13C and 15N isotope effects for conversion of L-dihydroorotate to N-carbamyl-L-aspartate using dihydroorotase from hamster and Bacillus caldolyticus.

In the pyrimidine biosynthetic pathway, N-carbamyl-L-aspartate (CA-asp) is converted to L-dihydroorotate (DHO) by dihydroorotase (DHOase). The mechanism of this important reaction was probed using primary and secondary 15 N and 13 C isotope effects on the ring opening of DHO using isotope ratio mass spectrometry (IRMS). The reaction was performed at three different temperatures (25, 37, and 45 °C for hamster DHOase; 37, 50, and 60 °C for Bacillus caldolyticus), and the product CA-asp was purified for analysis. The primary and secondary kinetic isotope effects for the ring opening of the DHO were determined from analysis of the N and C of the carbamyl group after hydrolysis. In addition, the /3-carboxyl of the residual aspartate was liberated enzymatically by transamination to oxaloacetate with aspartate aminotransferase and then decarboxylation with oxaloacetate decarboxylase. The 13 C/ 12 C ratio from the released CO 2 was determined by IRMS, yielding a second primary isotope effect. The primary and secondary isotope effects for the reaction catalyzed by DHOase showed little variation between enzymes or temperatures, the primary 13 C and 15 N isotope effects being approximately 1% on average, while the secondary 13 C isotope effect is negligible or very slightly normal (>1.0000).
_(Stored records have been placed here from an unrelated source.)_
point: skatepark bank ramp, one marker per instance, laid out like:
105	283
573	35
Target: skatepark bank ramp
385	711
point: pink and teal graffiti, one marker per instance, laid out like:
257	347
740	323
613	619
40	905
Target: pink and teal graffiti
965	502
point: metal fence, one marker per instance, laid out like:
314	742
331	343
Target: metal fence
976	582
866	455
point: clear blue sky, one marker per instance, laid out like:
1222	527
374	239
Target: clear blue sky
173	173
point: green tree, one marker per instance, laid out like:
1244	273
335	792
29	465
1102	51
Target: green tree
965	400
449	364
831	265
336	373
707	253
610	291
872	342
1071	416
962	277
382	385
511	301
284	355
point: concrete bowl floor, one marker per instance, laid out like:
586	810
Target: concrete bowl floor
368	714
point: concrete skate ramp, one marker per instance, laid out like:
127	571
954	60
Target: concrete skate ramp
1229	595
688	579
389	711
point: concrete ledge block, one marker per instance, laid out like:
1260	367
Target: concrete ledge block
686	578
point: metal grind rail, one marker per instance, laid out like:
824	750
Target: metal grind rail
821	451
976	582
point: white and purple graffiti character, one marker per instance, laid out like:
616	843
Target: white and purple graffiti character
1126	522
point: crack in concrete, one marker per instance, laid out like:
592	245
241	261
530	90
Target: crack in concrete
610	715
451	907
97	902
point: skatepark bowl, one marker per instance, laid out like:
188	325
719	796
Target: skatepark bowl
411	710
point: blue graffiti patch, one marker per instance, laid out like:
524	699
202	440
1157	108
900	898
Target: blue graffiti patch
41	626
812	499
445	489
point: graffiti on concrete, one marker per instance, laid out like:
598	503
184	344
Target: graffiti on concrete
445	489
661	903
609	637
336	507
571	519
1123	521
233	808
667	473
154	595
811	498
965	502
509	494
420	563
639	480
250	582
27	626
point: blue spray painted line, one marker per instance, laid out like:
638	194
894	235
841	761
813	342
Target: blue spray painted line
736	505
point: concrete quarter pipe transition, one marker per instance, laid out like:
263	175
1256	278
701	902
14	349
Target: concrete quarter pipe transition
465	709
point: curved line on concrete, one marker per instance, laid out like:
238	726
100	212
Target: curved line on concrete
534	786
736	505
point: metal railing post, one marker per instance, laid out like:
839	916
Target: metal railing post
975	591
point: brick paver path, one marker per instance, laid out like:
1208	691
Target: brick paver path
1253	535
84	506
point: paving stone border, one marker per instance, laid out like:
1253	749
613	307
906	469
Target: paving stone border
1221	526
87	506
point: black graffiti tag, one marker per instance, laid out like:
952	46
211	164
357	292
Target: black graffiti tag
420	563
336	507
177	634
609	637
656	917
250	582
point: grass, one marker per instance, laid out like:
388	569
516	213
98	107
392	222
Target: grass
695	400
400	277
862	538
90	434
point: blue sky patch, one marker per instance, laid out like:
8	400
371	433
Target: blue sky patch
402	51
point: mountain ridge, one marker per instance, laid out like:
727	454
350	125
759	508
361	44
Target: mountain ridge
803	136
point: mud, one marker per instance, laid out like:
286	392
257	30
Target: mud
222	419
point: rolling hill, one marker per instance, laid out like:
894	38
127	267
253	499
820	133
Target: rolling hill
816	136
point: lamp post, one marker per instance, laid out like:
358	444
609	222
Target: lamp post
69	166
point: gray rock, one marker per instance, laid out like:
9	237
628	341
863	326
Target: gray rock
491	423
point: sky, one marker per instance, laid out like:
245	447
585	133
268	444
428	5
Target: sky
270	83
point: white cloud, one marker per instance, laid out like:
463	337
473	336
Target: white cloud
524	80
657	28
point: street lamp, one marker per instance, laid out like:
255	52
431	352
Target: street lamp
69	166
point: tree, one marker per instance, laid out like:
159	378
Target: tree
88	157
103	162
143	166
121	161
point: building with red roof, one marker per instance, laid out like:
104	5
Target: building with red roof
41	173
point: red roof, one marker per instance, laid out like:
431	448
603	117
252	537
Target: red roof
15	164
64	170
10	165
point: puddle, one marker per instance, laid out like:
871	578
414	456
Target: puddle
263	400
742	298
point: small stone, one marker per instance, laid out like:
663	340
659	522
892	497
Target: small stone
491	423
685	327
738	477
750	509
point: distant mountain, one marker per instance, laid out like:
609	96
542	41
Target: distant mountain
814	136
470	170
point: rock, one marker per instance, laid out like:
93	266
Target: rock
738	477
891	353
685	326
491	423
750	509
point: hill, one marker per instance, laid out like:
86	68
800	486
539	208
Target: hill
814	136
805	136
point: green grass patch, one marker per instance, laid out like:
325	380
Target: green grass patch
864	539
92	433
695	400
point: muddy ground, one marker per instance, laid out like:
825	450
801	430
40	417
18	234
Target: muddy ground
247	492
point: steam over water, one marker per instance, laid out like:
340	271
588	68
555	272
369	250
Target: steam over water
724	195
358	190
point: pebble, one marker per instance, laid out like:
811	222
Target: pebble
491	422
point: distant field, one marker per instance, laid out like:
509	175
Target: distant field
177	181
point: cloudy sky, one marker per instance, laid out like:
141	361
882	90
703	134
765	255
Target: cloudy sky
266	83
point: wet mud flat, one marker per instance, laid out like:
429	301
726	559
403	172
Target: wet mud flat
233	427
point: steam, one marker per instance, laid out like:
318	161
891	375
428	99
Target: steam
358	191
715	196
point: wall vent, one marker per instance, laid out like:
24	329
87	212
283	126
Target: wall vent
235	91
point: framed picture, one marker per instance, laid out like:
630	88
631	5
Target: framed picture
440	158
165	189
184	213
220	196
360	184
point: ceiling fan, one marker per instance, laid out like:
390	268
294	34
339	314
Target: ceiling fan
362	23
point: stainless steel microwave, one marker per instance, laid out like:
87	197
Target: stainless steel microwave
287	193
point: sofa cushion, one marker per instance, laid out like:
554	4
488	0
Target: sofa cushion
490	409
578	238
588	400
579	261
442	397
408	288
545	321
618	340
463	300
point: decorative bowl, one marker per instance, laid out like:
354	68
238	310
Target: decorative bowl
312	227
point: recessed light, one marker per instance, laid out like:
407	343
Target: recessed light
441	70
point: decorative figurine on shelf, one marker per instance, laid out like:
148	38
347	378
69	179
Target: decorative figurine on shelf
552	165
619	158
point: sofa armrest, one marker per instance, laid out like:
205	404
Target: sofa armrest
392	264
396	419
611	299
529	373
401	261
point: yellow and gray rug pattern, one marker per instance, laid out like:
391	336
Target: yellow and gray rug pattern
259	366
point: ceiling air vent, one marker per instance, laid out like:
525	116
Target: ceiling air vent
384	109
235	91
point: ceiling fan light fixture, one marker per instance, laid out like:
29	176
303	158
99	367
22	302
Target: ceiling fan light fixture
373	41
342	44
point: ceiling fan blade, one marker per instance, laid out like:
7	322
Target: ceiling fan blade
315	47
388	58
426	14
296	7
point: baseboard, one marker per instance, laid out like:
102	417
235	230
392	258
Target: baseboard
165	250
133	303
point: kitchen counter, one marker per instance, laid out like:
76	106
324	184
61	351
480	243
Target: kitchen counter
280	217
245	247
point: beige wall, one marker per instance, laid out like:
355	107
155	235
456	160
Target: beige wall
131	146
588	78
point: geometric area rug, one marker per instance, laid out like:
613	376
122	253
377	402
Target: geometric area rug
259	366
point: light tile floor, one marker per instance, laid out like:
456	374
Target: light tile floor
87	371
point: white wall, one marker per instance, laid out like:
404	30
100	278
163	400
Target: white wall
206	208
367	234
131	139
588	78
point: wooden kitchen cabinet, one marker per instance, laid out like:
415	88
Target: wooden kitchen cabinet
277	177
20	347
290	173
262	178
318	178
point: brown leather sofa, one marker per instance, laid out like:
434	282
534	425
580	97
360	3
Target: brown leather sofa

These data indicate that the chemistry is at least partially rate-limiting while the secondary isotope effects suggest that the transition state may have lost some bending and torsional modes leading to a slight lessening of bond stiffness at the carbonyl carbon of the amide of CA-asp. The equilibrium isotope effects for DHO - CA-asp have also been measured (secondary 13 K eq = 1.0028 ± 0.0002, primary 13 K eq = 1.0053 ± 0.0003, primary 15 K eq = 1.0027 ± 0.0003). Using these equilibrium isotope effects, the kinetic isotope effects for the physiological reaction (CA-asp - DHO) have been calculated. These values indicate that the carbon of the amide group is more stiffly bonded in DHO while the slightly lesser, but still normal, values of the primary kinetic isotope effect show that the chemistry remains at least partially rate-limiting for the physiological reaction. It appears that the ring opening and closing is the slow step of the reaction.